溪沙百感交集,万般心绪涌上心头,她上前倚靠住涧循的肩膀,放声痛哭。
“涧循哥,真的是你!你终于找来了!”溪沙闷着脸,讲话的声音都不很清楚。
“溪沙,对不起,我应该跟你一起来找笔龄的。”涧循也很激动。
“怪你怪你。”溪沙哭道。
“是的,怪我。”此刻涧循只能说怪自己。
“笔龄呢?”溪沙抬起头
“他跟淡仟探路去了。”涧循和溪沙互相看着对方的脸
“涧循,你看看你,领子都没翻好。”溪沙帮涧循翻着领子,“我不在,主心骨没有了吧。”涧循笑了,他望着溪沙,喃喃地说:“你眼圈也都黑了,没有睡好觉吧。”
涧循拉住了溪沙的手,他们四目相对,看着,看着。
突然一个声音打断了他们:“涧循!我们探路回来了!溪沙睡醒了没……”淡仟一路小跑着闯进了大厅,一看场景不对,赶紧捂住了眼睛,“啊不好意思、不好意思,打搅到你们了。”

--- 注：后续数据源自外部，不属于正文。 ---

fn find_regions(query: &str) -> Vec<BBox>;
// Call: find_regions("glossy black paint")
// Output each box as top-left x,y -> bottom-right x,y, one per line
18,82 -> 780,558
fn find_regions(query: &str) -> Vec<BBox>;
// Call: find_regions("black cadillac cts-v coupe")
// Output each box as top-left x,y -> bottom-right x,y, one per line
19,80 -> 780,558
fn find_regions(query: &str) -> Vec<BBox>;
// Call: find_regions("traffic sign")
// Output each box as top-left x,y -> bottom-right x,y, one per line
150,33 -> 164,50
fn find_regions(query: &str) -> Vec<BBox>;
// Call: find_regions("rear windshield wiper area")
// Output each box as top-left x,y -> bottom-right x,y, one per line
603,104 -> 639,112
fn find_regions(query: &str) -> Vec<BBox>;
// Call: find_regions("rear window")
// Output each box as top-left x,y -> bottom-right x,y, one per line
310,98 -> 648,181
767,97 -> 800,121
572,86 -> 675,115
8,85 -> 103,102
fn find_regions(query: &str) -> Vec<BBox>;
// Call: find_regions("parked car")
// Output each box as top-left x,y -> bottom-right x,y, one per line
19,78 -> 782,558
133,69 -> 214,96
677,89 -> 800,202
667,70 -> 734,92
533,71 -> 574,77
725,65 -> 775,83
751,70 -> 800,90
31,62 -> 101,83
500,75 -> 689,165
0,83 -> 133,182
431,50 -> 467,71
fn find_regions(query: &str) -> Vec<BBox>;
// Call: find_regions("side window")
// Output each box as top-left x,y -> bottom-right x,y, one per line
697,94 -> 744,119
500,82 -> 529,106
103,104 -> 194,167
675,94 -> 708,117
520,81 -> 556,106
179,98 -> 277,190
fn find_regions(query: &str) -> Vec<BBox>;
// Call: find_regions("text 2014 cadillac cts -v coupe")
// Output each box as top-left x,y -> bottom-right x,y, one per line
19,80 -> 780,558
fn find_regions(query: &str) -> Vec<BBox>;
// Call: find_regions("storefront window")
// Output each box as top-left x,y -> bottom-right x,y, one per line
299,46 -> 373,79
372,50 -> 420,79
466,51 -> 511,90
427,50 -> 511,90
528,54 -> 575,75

溪沙像偷偷写的日记被看到似的,连忙直起身子,擦拭着眼泪。
涧循像班长在教室里吃了东西,赶紧粉饰太平:“小点声!溪沙没醒也给你吵醒了!”
“喔喔,不好意思、不好意思”淡仟幸灾乐祸地笑着。
“前面的路还长着呢,一时半会儿走不到头的。”笔龄掂着块鹅卵石散着方步兜了过来,突然一见三个人的样子,一下子尴了个尬。
“走不到头就慢慢走。”淡仟赶紧接过话茬。
“额是的。”笔龄当做什么都没发生。
“你们辛苦了,来,我们先吃饭,吃完饭咱们一起去看看。”涧循说着从冷藏包里拿出了早饭。
“粥、鸡蛋、榨菜,哇,涧循,你把我昨天做的早饭都带来了啊”溪沙心里一股别样的欣喜。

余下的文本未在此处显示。